Our experience on campus—coupled with the example set by the civil rights, women’s and anti-war movements—taught us there are two fundamental ways to respond to domination.
The first, I explained that June morning, is the “individual survival” response. One person alone has little chance against an institution, so it makes sense to keep your head down and accept the status quo.

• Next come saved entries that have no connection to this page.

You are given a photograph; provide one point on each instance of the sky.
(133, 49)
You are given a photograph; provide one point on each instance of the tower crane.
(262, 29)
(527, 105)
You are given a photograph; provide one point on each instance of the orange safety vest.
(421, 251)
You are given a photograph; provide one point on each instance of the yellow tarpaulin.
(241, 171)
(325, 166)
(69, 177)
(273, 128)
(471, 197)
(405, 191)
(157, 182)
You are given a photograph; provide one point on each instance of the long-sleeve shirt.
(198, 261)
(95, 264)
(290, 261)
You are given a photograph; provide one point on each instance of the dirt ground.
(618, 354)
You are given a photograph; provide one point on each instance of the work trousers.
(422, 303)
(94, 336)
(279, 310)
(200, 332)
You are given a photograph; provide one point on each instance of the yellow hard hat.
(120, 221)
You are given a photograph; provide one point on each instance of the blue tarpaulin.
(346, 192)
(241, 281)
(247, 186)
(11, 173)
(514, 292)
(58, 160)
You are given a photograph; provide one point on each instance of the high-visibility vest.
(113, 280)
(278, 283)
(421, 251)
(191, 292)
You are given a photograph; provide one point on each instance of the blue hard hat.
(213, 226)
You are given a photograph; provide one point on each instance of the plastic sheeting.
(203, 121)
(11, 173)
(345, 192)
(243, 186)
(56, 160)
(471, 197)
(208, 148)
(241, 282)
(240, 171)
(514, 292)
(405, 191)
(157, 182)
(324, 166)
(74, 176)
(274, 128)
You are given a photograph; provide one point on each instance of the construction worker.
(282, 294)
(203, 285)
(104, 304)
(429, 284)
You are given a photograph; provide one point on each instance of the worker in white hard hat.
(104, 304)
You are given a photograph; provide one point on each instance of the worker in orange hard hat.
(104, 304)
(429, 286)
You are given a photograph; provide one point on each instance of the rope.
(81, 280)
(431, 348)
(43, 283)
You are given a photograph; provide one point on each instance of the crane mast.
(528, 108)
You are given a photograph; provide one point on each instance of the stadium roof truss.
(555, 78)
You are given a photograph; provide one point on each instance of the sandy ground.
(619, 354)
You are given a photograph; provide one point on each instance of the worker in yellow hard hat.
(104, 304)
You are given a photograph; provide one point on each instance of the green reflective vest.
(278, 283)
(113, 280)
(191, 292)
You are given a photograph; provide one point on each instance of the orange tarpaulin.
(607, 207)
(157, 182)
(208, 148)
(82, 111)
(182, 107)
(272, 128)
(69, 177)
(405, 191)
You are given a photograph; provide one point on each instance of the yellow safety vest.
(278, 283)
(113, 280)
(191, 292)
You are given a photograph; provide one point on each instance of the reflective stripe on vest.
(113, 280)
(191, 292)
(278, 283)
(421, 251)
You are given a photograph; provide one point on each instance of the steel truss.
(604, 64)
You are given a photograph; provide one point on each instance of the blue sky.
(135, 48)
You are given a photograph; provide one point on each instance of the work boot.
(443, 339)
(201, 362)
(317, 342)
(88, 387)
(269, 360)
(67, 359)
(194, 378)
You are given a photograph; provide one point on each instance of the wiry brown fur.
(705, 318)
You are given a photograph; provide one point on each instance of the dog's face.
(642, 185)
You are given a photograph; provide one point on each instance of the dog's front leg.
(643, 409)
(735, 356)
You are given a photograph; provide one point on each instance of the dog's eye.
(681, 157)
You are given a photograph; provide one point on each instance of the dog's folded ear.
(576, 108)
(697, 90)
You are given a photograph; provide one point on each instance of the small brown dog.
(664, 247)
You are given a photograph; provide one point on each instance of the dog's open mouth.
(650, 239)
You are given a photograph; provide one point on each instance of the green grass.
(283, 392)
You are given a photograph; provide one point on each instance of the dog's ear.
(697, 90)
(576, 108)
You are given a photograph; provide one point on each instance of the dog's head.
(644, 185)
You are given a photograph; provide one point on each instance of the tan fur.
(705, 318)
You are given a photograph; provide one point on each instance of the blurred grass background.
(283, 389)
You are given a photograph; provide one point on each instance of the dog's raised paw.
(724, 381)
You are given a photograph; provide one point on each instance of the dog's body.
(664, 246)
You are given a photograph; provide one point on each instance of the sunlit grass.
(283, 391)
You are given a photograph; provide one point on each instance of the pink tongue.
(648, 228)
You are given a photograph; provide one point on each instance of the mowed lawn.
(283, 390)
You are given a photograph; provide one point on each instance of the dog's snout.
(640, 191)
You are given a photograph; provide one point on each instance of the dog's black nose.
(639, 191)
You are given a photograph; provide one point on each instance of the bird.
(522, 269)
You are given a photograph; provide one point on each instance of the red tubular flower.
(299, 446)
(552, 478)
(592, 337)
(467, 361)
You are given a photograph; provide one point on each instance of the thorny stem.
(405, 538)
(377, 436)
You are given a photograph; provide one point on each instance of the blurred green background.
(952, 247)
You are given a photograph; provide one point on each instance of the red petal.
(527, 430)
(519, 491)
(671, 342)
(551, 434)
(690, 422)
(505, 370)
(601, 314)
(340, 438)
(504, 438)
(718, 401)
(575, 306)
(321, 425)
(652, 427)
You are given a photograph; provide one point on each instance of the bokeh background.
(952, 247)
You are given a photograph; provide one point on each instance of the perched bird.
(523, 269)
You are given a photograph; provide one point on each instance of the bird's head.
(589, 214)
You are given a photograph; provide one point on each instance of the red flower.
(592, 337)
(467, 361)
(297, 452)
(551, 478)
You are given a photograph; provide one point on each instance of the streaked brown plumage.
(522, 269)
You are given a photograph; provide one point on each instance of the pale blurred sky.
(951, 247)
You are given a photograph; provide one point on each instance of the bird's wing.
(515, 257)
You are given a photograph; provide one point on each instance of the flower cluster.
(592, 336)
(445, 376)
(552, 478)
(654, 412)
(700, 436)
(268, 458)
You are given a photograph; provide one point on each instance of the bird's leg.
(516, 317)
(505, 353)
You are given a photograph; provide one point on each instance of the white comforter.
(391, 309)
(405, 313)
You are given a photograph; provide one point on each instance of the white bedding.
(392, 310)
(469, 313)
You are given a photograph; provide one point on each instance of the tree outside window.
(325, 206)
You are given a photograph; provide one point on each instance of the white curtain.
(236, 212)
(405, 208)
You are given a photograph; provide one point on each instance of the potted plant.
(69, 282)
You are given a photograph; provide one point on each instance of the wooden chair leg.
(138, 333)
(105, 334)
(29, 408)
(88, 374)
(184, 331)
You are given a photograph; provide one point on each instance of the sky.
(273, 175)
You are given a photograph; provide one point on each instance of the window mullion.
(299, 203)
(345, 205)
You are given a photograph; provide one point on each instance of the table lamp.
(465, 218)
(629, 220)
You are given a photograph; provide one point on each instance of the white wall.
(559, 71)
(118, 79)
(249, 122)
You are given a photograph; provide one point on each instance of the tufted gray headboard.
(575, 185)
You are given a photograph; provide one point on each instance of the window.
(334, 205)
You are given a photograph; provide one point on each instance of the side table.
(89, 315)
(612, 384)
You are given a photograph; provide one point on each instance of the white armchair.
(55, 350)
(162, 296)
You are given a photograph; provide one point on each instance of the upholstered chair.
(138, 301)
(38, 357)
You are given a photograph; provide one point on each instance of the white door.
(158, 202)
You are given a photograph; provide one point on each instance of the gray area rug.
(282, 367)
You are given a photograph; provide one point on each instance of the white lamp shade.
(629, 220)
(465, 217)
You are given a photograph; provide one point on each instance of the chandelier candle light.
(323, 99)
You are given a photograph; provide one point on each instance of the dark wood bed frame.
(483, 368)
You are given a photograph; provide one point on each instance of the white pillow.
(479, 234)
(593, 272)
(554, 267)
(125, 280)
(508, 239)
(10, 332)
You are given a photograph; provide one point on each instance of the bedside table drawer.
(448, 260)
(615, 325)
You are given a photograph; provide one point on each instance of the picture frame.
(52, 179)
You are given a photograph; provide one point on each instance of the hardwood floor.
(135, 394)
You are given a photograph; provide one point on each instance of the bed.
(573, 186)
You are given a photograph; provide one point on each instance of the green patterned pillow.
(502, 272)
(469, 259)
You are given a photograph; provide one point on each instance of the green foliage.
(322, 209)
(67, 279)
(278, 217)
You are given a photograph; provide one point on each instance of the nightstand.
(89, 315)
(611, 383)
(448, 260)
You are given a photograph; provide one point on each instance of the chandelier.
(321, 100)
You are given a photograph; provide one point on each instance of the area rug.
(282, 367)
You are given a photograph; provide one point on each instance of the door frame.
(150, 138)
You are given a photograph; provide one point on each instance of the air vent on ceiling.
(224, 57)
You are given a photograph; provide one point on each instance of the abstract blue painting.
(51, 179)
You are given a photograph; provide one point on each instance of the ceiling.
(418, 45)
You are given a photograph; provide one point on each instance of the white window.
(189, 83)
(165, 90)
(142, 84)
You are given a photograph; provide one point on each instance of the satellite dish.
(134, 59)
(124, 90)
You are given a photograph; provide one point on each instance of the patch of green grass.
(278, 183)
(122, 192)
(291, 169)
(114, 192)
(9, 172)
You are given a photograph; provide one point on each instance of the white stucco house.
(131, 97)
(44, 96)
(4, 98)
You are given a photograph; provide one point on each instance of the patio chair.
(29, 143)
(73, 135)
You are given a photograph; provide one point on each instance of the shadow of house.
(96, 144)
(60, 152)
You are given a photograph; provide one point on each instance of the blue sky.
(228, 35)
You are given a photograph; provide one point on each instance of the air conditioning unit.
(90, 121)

The second and more fruitful way is a collective, community response. We found out first-hand that united action can lead to positive change. Not always, of course, because institutions do not share, let alone relinquish, power easily. But it is clear that strength comes in numbers – be it in school, the workplace, the voting booth, or the streets.
Some 200 years before I gave that speech, Benjamin Franklin said: “It is the first responsibility of every citizen to question authority.” I would go further: Citizens sometimes have the responsibility to defy authority. Certainly there are significant risks, but if we learned anything during our four years at Brown, it’s that democracy is not a spectator sport.
Congratulations again, class of 2011, and good luck.
Elliott Negin is media director for a national nonprofit science advocacy organization in Washington, D.C.